The Central Bank cited the growing "role of monetary factors" in sustaining inflation pressures when it raised the benchmark refinancing rate to 8.25 percent from 8 percent on April 29.

"Retail trade outstripping real incomes in recent months, combined with growing lending to individuals and the slower growth of retail deposits, suggest a likely drop in people's propensity to save," the Central Bank said in the statement. This "may become a factor of increasing inflation risks."

Retail sales increased 4.8 percent last month from a year earlier, while real wages unexpectedly fell for the first time in 16 months, and disposable income dropped 3.4 percent.

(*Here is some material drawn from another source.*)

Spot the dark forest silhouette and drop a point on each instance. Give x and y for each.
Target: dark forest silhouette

Fighting inflation is a bigger priority than containing ruble gains, Finance Minister Alexei Kudrin said April 25. The country "needs low inflation" to make financing cheaper for companies and home buyers, Putin said the same day, predicting that the rate won't exceed 7.5 percent this year, the slowest on record.

The government is seeking to prevent inflation from sapping purchasing power and consumer confidence less than a year before parliamentary and presidential elections. Russians see inflation, the fastest among the so-called BRIC countries, as the biggest challenge facing the country, according to a poll by the state-run VTsIOM research center.

Policymakers' surprise decision to raise rates suggests "a change of heart" to focus on inflation after a previous bias toward protecting the economy's recovery, Vladimir Pantyushin, chief economist at Barclays Capital, said in a note to clients on April 29.